Can You Still Chase After a 300% Annual Gain? Micron Earnings Are Imminent, Wall Street Bets AI Memory Supercycle Is Far From Peaking

Source Tradingkey

TradingKey - As the June 24 post-market earnings release approaches, global memory chip giant Micron Technology ( MU) is standing at a historic crossroads.

Over the past year, Micron's stock has racked up a cumulative gain of over 800%, with a year-to-date surge approaching 300%, and officially joined the trillion-dollar market cap club in May.

Micron's earnings report is not only a disclosure of past performance, but also a mid-term assessment of the AI memory supercycle. After more than a year of skyrocketing gains, the market needs clearer signals to confirm the sustainability of this rally.

Catalyzed by a series of better-than-expected results, Wall Street firms have raised their price targets for Micron, with major banks like Wedbush, Stifel, and Deutsche Bank recently raising their targets to the $1,300-$1,500 range.

The Validator of the AI Storage Supercycle

From a traditional cyclical stock to a core player in AI infrastructure, Micron's market logic has been completely reshaped. In the past, the focus of the memory industry was on inventory destocking, price rebounds, or recovery driven by production cuts. Today, however, the market places greater emphasis on asset re-rating driven by the expansion of AI capital expenditures into the memory sector.

As a key bellwether for the AI hardware chain, Micron's role has shifted from a pure-play memory supplier to a validator of memory bottlenecks in AI systems—Nvidia validates computing power demand, TSMC validates manufacturing bottlenecks, while Micron validates the actual demand of AI systems for memory. As long as the parameter sizes of large models continue to expand, inference traffic keeps growing, and cloud service providers skew their capital expenditures toward AI servers, memory and storage will no longer play supporting roles in the industry chain.

Micron's core growth logic currently lies in the fact that High Bandwidth Memory (HBM) is reshaping the supply and demand dynamics of the memory industry. As a critical component of AI accelerator systems, HBM features high bandwidth, low latency, and low power consumption. Furthermore, it requires advanced packaging technologies and long-term customer qualification, barriers that prevent its capacity from being released as rapidly as standard memory products.

Micron has announced that its HBM4 products have entered the high-volume manufacturing phase for Nvidia's Vera Rubin platform, meaning its products will be deeply embedded in the next-generation AI platform roadmap, rather than simply riding the wave of the current cyclical memory price rally.

Micron's Earnings Surge Positions It at the Core of Growth

From a broader perspective, as its scale expands and profits soar, Micron's influence on the overall capital market is growing by the day.
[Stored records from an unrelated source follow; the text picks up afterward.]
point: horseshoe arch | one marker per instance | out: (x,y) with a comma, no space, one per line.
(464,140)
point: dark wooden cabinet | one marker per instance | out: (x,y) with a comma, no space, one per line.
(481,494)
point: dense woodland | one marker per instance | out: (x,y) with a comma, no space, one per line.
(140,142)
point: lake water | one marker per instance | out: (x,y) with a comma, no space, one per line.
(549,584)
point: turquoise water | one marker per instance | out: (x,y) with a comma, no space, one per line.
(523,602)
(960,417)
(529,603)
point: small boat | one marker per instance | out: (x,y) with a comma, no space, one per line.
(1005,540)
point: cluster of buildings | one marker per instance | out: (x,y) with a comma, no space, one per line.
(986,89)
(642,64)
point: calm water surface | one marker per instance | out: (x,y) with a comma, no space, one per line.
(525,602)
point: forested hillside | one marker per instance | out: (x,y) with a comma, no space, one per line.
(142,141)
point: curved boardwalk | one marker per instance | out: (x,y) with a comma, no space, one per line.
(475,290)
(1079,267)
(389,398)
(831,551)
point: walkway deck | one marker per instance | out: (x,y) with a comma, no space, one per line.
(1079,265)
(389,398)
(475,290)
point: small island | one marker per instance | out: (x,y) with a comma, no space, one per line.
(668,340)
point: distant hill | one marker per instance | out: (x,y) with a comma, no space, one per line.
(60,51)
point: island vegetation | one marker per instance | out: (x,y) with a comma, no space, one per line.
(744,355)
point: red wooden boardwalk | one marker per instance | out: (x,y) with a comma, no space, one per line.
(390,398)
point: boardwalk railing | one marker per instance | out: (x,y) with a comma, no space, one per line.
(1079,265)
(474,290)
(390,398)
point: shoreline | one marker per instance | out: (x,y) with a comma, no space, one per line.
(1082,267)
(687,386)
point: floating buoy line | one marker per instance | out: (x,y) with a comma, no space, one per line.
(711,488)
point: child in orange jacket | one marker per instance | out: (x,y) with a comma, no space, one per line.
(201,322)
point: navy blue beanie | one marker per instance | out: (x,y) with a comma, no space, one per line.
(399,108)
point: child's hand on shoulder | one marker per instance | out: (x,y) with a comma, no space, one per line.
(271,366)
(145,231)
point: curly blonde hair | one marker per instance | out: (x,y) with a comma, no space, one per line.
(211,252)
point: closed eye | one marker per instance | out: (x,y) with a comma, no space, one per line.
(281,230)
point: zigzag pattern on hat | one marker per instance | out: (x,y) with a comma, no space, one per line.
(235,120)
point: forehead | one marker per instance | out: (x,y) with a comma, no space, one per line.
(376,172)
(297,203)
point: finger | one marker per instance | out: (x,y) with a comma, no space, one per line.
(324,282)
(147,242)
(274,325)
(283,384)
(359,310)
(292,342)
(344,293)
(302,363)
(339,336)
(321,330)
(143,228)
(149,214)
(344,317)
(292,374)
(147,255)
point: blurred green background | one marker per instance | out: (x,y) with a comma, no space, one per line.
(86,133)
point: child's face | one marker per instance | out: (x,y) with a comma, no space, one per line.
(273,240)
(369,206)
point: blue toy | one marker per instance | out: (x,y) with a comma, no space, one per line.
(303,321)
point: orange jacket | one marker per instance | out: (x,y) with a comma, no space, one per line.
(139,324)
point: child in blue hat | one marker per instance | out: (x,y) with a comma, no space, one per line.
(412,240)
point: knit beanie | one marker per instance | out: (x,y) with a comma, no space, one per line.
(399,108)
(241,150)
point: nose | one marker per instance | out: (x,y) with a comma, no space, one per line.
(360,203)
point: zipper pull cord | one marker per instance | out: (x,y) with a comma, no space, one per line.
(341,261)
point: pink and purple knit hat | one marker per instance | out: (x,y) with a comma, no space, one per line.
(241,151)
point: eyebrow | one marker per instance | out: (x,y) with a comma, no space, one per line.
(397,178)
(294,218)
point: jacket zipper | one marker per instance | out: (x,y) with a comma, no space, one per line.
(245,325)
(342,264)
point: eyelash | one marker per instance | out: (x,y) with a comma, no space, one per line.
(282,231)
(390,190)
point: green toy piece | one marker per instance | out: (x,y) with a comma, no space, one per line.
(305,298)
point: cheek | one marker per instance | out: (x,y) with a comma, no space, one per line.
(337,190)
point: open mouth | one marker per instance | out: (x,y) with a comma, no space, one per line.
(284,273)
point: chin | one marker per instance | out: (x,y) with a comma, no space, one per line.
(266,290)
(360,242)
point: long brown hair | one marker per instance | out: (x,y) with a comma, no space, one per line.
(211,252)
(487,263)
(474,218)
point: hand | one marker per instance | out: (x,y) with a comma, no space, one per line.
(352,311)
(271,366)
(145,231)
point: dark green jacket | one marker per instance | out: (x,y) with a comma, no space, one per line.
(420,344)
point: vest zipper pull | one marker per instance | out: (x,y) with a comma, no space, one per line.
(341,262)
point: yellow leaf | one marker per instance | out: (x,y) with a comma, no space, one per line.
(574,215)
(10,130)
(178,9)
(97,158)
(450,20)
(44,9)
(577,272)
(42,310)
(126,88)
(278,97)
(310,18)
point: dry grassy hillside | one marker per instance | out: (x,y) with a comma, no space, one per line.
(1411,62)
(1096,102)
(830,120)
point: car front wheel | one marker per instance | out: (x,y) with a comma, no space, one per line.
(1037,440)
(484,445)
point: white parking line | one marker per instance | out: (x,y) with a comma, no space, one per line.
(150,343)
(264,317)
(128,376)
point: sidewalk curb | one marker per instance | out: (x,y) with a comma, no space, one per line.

According to FactSet data, Nvidia and Micron are projected to be the largest contributors to the S&P 500's second-quarter earnings growth. Without the contributions of these two companies, the estimated second-quarter earnings growth rate for the S&P 500 would drop from 22% to 14.9%.

Analysts' consensus estimate is that Micron Technology's adjusted earnings per share (EPS) for the fiscal quarter ending in May will reach $20.57, up nearly 1,000% from the same period last year. This growth is almost entirely driven by rising memory chip prices, as the majority of Micron's growth stems from product price hikes rather than an increase in sales volume.

According to Dow Jones Market Data, Micron Technology's net income for calendar years 2026 and 2027 is projected to rank second only to Nvidia in the semiconductor sector. Its net income for calendar year 2027 is expected to reach $136.7 billion, nearly on par with Apple (projected at $142 billion), and far higher than Amazon (projected at $110.5 billion) and Meta Platforms (projected at $89.8 billion).

Brian Chin, an analyst at investment bank Stifel, said Micron Technology is "in the true sweet spot of a cyclical expansion, with unprecedented momentum."

Low forward valuations open up upside potential.

Although Micron's current trailing P/E ratio stands at approximately 48x, which may seem elevated, a peer comparison with leading AI chipmakers shows that companies like Nvidia, Broadcom, and TSMC generally trade at P/E ratios of over 40x, with their forward P/E ratios mostly falling within the 25x to 35x range.

In contrast, Micron's forward P/E is only about 9.5x. Considering the revenue and earnings growth expectations over the next two to three years, its valuation still has room for upside. Based on its current price-to-sales (P/S) ratio of 22x, even if its valuation multiple contracts to 10x by the end of 2027, Micron's market capitalization could still reach $2.2 trillion, representing an upside of approximately 72%.

Disclaimer: For information purposes only. Past performance is not indicative of future results.